Boxed water & the Great Pacific Garbage Patch

prwhite

Administrator
Staff member
Two Sides—an organization that tries to set the record straight about paper being an Earth-friendly, recycled, renewable resource—recently did an interview about boxed water with the company’s CMO. Boxed water seems like a great idea, and here is a company that’s actually making it happen. Although it’s pricey, at least someone is packaging water in biodegradable, paper boxes.

Now, it needs to get distributed widely enough to take a bite out of our global, plastic bottle problem that comprises a significant part of the 5 trillion pieces of trash that hit our globe’s oceans annually, forming the Great Pacific Garbage Patch. Paper is not only good for the printing industry, it’s also good for our oceans.
 
Two Sides—an organization that tries to set the record straight about paper being an Earth-friendly, recycled, renewable resource—recently did an interview about boxed water
seems like a great idea, and here is a company that’s actually making it happen. Although it’s pricey, at least someone is packaging water in biodegradable, paper boxes.

Boxed water is not new. I worked for Tetra Pak and they filled their packages with water over thirty years ago. The packaging material was a similar laminated construction. An interesting note. When considering the "off taste" of liquids in these kinds of packages, water and wine are the most sensitive to the chemicals of the packaging materials. For testing of "off taste", groups of people who have experience doing these kinds of tests, evaluate the levels of off taste. Due to its sensitivity, water was always used for these tests. It was critical that the polyethylene used in production was manufactured in a special way so that there was a minimum of short chain molecules, which tended to affect off taste. Not all producers of poly had the technology required to manufacture poly to the required specifications.

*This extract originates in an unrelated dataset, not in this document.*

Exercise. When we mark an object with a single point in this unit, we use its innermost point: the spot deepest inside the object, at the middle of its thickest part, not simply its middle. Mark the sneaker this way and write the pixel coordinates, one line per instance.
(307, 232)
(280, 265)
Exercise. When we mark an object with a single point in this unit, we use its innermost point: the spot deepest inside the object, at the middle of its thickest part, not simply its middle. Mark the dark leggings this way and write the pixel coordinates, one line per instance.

Back to the issue in the article. I do find it hard to believe that water in a box is better than water in a fully plastic bottle. IMO it is much easier to recycle a plastic bottle than to recycle a paper, poly and aluminum foil package.
 
The question is not so much about the recycling, sadly when all is considered making a new container, be it plastic bottle or tetrapak, is environmentally more friendly than recycling. Same with the alarming drive for electric vehicles, a eight year old car with a small petrol engine has by far the lesser footprint that a new electric car. Thing is when you start to make so-called "bio degradable" packaging you still need gigatons of raw materials, all that wood and sugar for the manufacturing process needs to come from somewhere, mainly from lesser developed countries with far laxer environment laws. There is no way around it, the system falls apart at some point in the process. And all because too many people need too much stuff taken from too small a planet.
A solution would be to either cull Earths population to around a billion and make it stay that way or we de-evolve and go back to the trees.
Way to go God, creator of mankind, you got us in a fine mess with this whole intelligence and free will thing.